Even then, I have no intention of reducing anybody with any special abilities to be second class citizens.

Everybody will be the same class citizens.

There will be no discrimination just because you have extra special powers.

Superman would be welcomed in my UFP and not have to hide his identity under a civilian Alias.

Whereas in Star Trek, you have entire species that are telepathic. Enacting any kind of legal restriction that applies to people based on their species is literal racism which I can never ever see the Federation condoning.
I wouldn't allow that to happen in my Head Cannon.

The biggest black mark IMO was the ban on AI / Androids / Synths.
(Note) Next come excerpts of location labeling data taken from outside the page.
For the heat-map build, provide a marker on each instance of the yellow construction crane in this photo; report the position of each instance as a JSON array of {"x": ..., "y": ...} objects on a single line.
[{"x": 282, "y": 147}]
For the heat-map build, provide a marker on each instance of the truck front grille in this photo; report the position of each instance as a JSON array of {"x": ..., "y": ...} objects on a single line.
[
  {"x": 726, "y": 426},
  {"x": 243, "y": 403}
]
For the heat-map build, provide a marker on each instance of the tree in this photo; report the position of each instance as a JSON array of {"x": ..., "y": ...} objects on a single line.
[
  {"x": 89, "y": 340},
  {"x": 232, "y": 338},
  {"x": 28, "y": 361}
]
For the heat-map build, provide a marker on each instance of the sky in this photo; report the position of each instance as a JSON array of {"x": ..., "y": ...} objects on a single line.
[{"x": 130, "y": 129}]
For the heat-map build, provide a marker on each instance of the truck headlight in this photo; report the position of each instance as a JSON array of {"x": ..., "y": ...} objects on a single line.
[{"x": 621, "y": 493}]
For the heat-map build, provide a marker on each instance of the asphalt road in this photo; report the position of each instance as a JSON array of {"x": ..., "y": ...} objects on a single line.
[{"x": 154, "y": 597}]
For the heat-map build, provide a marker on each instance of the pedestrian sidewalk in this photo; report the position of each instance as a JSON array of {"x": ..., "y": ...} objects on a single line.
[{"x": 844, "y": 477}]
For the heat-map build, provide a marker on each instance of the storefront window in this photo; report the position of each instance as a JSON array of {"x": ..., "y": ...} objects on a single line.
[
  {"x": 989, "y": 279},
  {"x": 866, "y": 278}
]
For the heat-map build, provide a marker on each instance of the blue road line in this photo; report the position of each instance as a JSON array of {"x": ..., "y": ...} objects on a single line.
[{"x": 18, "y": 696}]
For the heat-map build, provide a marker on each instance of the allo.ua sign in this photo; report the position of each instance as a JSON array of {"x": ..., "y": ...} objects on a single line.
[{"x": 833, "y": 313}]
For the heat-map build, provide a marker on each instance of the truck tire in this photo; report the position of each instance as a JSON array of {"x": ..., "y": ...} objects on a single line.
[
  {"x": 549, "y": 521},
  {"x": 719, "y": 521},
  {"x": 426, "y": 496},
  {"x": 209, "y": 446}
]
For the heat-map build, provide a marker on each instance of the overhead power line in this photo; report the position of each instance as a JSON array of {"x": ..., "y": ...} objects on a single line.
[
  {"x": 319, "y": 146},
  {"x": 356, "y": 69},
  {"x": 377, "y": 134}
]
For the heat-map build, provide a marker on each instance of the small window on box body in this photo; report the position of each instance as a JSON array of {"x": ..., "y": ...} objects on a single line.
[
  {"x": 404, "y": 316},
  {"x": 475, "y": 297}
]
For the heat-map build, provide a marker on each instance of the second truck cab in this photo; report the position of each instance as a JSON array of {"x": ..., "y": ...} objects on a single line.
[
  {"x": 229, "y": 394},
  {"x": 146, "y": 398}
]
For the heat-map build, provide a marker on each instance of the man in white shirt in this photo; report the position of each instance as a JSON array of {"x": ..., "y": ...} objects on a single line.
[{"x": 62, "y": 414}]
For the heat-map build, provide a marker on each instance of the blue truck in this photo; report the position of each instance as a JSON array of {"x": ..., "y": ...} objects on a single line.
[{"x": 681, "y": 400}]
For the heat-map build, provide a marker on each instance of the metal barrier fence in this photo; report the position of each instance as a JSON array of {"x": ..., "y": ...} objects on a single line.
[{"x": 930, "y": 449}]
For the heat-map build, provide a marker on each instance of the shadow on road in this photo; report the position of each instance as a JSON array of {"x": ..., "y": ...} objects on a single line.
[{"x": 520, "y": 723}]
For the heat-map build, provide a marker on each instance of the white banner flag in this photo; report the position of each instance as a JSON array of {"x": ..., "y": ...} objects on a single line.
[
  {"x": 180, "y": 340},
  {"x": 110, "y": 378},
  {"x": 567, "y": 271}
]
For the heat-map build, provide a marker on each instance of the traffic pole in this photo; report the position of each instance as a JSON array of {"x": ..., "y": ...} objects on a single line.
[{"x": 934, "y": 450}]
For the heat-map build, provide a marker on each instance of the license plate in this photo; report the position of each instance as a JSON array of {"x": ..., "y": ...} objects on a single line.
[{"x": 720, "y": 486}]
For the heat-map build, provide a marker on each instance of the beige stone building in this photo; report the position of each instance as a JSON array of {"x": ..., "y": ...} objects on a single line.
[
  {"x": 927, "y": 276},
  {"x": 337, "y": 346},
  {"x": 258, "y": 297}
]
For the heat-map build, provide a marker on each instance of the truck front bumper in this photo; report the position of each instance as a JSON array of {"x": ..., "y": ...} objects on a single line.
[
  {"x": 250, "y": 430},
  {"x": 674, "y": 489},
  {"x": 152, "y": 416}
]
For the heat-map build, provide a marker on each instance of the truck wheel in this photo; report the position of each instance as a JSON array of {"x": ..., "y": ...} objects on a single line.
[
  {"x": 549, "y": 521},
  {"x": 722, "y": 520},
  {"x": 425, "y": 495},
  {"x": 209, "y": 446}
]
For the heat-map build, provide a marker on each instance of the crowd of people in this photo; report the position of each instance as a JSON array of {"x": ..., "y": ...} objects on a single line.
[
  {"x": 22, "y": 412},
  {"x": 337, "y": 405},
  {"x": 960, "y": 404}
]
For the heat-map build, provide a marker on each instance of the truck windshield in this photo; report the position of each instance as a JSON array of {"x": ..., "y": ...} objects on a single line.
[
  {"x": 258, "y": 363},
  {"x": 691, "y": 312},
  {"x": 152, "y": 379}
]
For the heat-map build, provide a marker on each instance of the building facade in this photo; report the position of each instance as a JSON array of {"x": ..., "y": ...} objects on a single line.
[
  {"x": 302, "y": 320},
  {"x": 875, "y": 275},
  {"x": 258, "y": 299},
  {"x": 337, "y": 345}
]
That's not what the UFP is about.

Show me where I proposed either.


Show me where I said anything about that.

Strawman much?
If it wasn't you, then it was somebody else.
My bad if I mis attributed those opinions to you specifically.
 
Because it was still all access to the mind. No protection, and if you didn't want to be scanned time travel was threatened to up end a person's whole life. Thats not freedom.
Saving lives is an important job. I'm intent on saving them.

You may not want to save those lost lives, but I am hell bent to bring them back.

The UFP / StarFleet has a Moral Imperative to save lives.

I intend on having them do so, at nearly any cost.